Old 10-14-2007, 02:06 AM   #6
angrybanana
Member
 
Registered: Oct 2003
Distribution: Archlinux
Posts: 147

Rep: Reputation: 21
Hope you like python!

Here's my python solution:
Code:
#add the channels you want to this list
wanted = ['1035.dvb.guide',
        '1026.dvb.guide',
        ]


import sys
from xml.etree.ElementTree import ElementTree

#prints out usage message if number of arguments is wrong
if not len(sys.argv)==3:
        print "usage: %s input.xml output.xml"%sys.argv[0]
        sys.exit(1)

#reads the input xml file
input = sys.argv[1]
xml = open(input)
data = xml.read()

#get header and footer, then seek the file back to 0 to start parsing xml info
header = data[:data.find('<tv')-1]
footer = data[data.find('<!--\n'):]
del data
xml.seek(0)

#parse the data
tree = ElementTree(file=xml)
root = tree.getroot()
lroot = list(root)
for element in lroot:
        if not (element.attrib.get('id') in wanted or \
          element.attrib.get('channel') in wanted):
                  root.remove(element)

#write the data
out_xml = open(sys.argv[2],'w')
out_xml.write(header+'\n')
tree.write(out_xml)
out_xml.write('\n'+footer)
Just add whatever you want to the wanted list. Give the script an input and an output and it should work.
If you don't want to type in the ".dvb.guide" for every entry then change the wanted code to be like this:
Code:
wanted = ['1035',
        '1026',
        ]
wanted = [x+'.dvb.guide' for x in wanted]
Hope that does what you wanted...and I hope you have python, or are capable of getting it.

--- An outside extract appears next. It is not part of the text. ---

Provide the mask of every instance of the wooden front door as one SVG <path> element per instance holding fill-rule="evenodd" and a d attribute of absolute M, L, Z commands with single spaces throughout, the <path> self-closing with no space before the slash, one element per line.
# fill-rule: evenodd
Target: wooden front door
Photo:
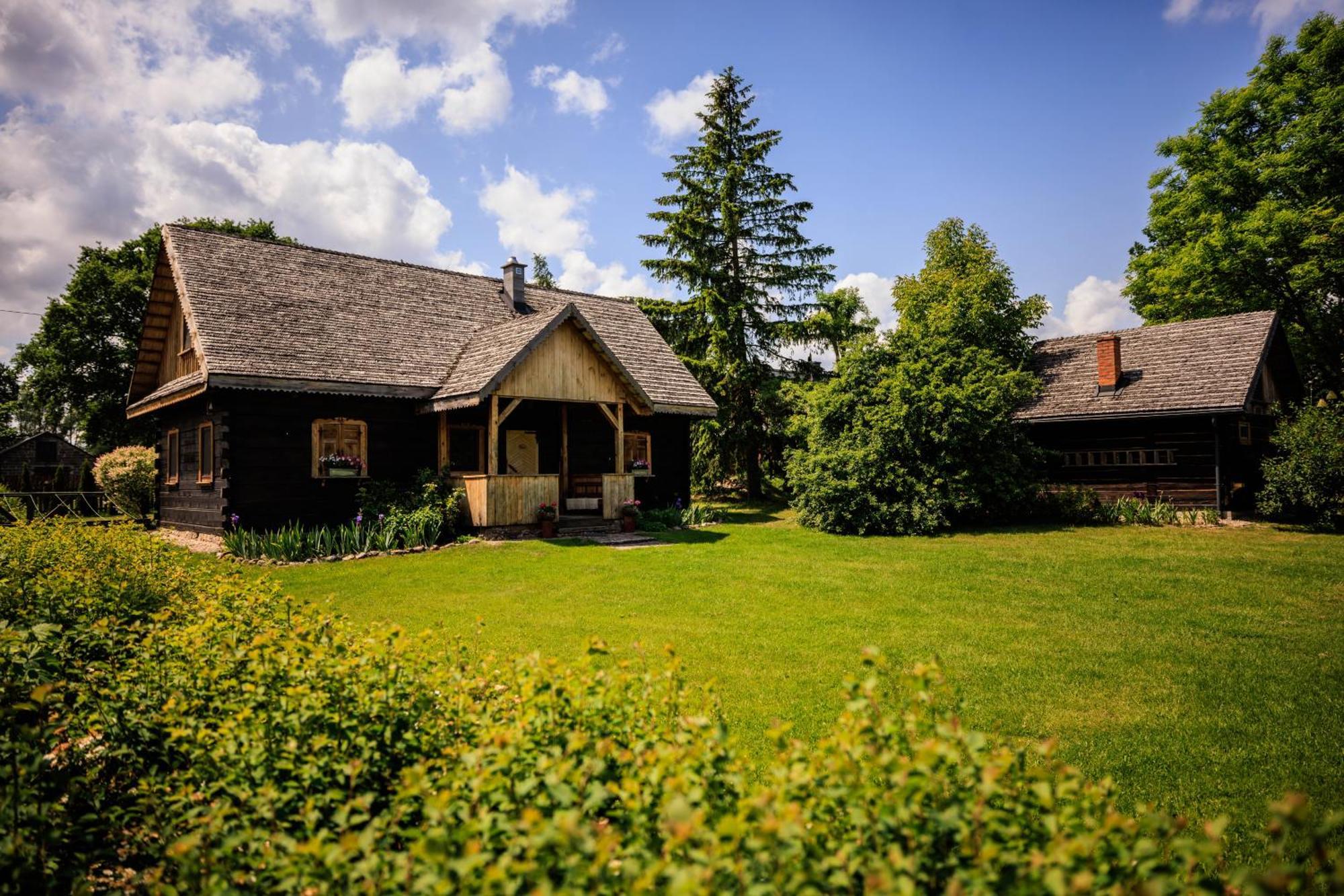
<path fill-rule="evenodd" d="M 538 472 L 536 433 L 531 429 L 509 429 L 504 433 L 504 451 L 511 474 L 535 476 Z"/>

PS: Always wanted to learn a bit about elementtree, and now I did

Edit: Ignore this script, Disillusionist script is much better, using element tree for this was overkill, and the performance suffers because of it.

Last edited by angrybanana; 10-14-2007 at 04:48 AM.
 
Old 10-14-2007, 03:26 AM   #7
Disillusionist
Senior Member
 
Registered: Aug 2004
Location: England
Distribution: Ubuntu
Posts: 1,013

Rep: Reputation: 83
To change the perl script to use an array for multiple values is just a few small changes

1. change the l_selection into an array.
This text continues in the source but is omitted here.